As they began to work their way through the silty dust to the lee side of the road, the wind came again, and the dust began to blow.
~ * ~
A flash of lightning, without thunder.
Ahead of them, down in a little hollow, in the midst of the roaring storm, stood a small cottage. Lightning came again, and in this second flash Adam grabbed Mary’s arm and pointed the dwelling out to her.
“I don’t remember anything like that being there,” she said.
“Well, it’s here now. Let’s get the kids down,” Adam answered, peering unsteadily through the whorls of dust.
Mary nodded, and then, in the next lightning illumination, looked behind them.
“Oh, sweet Jesus.”
A solid wall of silt was flowing down the mountainside toward them. There was no hint now that there had ever been a road where they stood. It was as if some mammoth volcano had reared up within the mountain and spewed a hundred thousand tons of ash down on itself, obliterating everything. They could see, up the mountainside, by the light of now almost continual, thunderless lightning, a few weather-beaten tips of pine trees, but nothing else. The dust, like liquid, flowed with silent determination down the mountain, toward what had once been the road.
“Quickly,” Adam said, and this time he couldn’t hide the fear in his voice.
There was a broken stone path down the hollow to the cabin, already slicked with viscous silt. They half walk
ed, half slid their way down.
When they reached the front porch Adam saw with sinking hope how delicate and vulnerable the structure was. It was painted an odd dark color that might have looked quaint in summer sunshine but couldn’t hide the fragility of the place.
Above and around it loomed most of the mountain.
The door opened easily. Inside, it looked like some sort of summer weekend place, one large room outfitted with the barest of necessities: a wash sink, cupboard, a few sticks of furniture including a small table with four chairs. Everything was painted in dark colors. There was a low ceiling of unpainted boards, and a picture window that looked out on the mountain and where the road had been.
Mary closed the door, took hold of Adam’s arm and pointed through the window. There was awe and fear in her voice.
“Look.”
Where the wall of dust had been flowing determinedly toward them, covering everything, it had stopped short of the hollow they were in.

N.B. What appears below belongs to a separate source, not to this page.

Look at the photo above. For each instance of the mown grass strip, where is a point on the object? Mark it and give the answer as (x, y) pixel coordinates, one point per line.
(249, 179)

“There wasn’t any wall up there,” Adam stated.
“It’s almost as it if’s waiting,” Mary whispered.
They heard a loud creak and felt the cottage shudder.
~ * ~
Night came on, and stayed. The dust storm beat without mercy against the cliffs, drove in whistling tornados around the hollow. Intermittently, lightning flashed, without sound. By its light, they could see the wall of dust at the base of the mountain, hanging over them.
Inside, the small family, in the half-light of candles Mary had found in a cupboard, waited for sunrise.
“It sounds like it won’t ever end,” Adam said. He glanced furtively out the front picture window.
Mary stared at him without speaking.
The wind picked up with renewed fury, blowing its dry, moaning burden of dust against the fragile structure.
“I wish to hell daylight would come,” Adam said.
His wife moved the blankets closer around the two children, who lay side by side on the cabin’s single bed. They slept fitfully, their young minds drifting in and out of reality. “Mommee…” Cindy said suddenly, half asleep, then sank back into unconsciousness with a fitful breath.